Tathra Wharf repairs in 2016 after the damage caused by the East Coast Low.
Tathra Wharf repairs in 2016 after the damage caused by the East Coast Low.

There are concerns that urgent repairs to Tathra Wharf could far exceed the $1 million estimate if the Office of Environment and Heritage (OEH) insists on a full heritage style replacement of decayed timbers.

The concern was raised in the council meeting by council’s director transport and utilities Terry Dodds during discussion about the historic wharf.

A detailed condition assessment of the wharf identified that over 28 per cent of the over-water piles supporting the wharf have deteriorated to such a degree that major replacement or repair works are required within the next 12 months, at a cost in excess of $1 million.

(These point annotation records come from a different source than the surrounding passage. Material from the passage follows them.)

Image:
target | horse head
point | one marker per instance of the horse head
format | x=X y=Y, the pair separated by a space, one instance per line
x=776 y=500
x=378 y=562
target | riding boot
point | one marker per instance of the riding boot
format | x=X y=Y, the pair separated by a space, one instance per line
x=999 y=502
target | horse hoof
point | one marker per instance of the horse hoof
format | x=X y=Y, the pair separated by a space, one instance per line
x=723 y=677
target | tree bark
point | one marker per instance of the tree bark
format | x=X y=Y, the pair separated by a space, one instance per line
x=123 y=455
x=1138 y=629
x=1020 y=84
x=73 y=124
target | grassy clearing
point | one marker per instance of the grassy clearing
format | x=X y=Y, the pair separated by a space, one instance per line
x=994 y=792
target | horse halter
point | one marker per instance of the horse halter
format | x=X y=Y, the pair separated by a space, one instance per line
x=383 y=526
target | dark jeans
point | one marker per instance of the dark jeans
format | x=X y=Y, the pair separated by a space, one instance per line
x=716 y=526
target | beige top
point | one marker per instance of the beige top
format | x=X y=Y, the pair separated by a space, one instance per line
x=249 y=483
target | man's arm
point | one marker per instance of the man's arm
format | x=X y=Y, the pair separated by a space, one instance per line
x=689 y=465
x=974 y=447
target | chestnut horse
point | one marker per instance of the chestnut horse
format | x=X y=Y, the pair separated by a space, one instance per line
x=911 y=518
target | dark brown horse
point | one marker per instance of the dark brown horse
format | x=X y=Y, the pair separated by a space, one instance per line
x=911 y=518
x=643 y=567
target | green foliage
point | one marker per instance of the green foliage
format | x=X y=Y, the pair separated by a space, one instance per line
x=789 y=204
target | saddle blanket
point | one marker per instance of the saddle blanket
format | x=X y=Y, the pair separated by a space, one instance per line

Mr Dodds explained that cost estimates were based on the use of modern materials covered with a wooden sleeve.

“But if the OEH says all it all has to be turpentine and ironbark, I can’t say what it will cost,” Mr Dodds said.

He also outlined some of the repair challenges pointing out that work would have to start from the shore side and move towards the ocean as the wharf needed to be strong enough to support heavy repair machinery.

But not surprisingly the biggest concern was funding.

“It’s about starting the advocacy role; it’s a state asset. This community can’t fund that [the repairs] and so will be putting a lot of pressure on government. We will be very strongly canvassing with Crown Lands and state ministers,” council’s general manager Leanne Barnes said.

The wharf is the only deep sea wharf and cargo shed dating from the 1800s remaining on Australia’s east coast and is listed on the State Heritage Register. It is a major attraction for locals and visitors to the area.

As the appointed corporate reserve trust manager for the Tathra Wharf Reserve, on behalf of the Department of Industry - Lands, council is eligible for funding support through the Public Reserves Management Fund Program. 

The program funds projects up to $2 million but council staff will be under enormous pressure as applications for the 2017/2018 round close on March 24.